Die Schuppenflechte ist eine nicht-ansteckende, meist chronisch verlaufende Hauterkrankung, die in der medizinischen Fachsprache auch als Psoriasis oder Psoriasis vulgaris bezeichnet wird. Betroffene leiden an Hautveränderungen, die in Form von roten, schuppenden Herden an verschiedenen Stellen des Körpers auftreten können und oft mit Juckreiz einhergehen. Dabei sind Kopfhaut, Körperfalten, Ellbogen und Knie besonders häufig betroffen. In Deutschland erkranken jährlich circa 2 Millionen Menschen an der Schuppenflechte.
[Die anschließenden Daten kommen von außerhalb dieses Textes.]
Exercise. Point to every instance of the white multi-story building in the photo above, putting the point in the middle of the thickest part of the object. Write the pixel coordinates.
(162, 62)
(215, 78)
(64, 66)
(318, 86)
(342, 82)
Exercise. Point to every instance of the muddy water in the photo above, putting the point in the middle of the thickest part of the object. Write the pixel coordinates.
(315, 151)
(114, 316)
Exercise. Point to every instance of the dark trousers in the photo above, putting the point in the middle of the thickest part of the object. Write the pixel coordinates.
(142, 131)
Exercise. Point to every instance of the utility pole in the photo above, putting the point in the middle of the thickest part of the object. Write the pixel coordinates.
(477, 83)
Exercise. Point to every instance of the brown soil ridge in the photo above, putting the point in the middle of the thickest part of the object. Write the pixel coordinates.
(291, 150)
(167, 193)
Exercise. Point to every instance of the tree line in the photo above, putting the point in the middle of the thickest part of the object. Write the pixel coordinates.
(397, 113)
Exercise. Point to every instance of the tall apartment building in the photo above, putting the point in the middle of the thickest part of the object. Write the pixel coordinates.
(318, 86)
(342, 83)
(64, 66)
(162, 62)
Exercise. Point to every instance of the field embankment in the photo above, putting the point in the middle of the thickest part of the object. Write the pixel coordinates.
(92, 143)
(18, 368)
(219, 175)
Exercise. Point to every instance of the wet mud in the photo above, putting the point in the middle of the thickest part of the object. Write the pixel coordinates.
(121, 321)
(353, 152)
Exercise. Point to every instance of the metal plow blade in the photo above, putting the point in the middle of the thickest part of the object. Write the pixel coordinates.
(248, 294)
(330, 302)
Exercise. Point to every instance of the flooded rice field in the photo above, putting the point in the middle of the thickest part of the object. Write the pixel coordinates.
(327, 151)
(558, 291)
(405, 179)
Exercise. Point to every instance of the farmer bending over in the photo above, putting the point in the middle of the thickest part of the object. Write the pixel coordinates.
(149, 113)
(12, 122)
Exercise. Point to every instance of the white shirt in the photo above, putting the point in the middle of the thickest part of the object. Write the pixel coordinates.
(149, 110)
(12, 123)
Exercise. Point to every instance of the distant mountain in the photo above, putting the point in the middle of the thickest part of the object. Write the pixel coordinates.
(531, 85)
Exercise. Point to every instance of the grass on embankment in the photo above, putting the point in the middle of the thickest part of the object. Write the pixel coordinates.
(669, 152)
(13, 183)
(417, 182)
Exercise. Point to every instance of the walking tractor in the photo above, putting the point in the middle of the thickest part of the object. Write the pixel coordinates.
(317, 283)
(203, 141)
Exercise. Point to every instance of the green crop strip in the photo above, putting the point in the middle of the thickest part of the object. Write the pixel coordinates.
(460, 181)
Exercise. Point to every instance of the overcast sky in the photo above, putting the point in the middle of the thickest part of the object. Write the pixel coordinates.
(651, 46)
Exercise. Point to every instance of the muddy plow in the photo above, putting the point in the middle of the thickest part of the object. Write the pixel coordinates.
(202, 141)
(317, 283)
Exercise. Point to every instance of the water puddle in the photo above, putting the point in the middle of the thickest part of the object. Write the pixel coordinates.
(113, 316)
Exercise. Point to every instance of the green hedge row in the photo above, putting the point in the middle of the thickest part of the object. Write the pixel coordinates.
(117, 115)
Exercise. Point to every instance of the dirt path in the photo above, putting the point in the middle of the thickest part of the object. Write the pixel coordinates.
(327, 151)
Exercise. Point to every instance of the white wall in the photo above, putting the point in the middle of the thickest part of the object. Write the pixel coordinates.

Die Schuppenflechte ist zu einem großen Anteil erblich bedingt und nach aktuellem Forschungsstand nicht heilbar. Viele Betroffene leiden aufgrund der äußerlich sichtbaren Hautveränderungen unter einem starken Schamgefühl, das durch eine Stigmatisierung und Ausgrenzung im sozialen und beruflichen Umfeld oft weiter verstärkt wird. Depressionen und andere psychische Erkrankungen treten sehr häufig als Begleiterkrankung auf.

Aktuell verfügbare Medikamente zur Behandlung der Schuppenflechte werden von Betroffenen oftmals nicht dauerhaft wie empfohlen angewendet, weil Betroffene die Verträglichkeit und Wirksamkeit als zu schlecht oder den Aufwand bei der Anwendung als zu groß empfinden. Auch Ängste vor Nebenwirkungen können eine erfolgreiche Behandlung erschweren. Neue Behandlungsansätze, die die Schuppenflechte bei einfacher Anwendung und guter Verträglichkeit zuverlässig bekämpfen würden, könnten die Situation der Betroffenen deutlich verbessern.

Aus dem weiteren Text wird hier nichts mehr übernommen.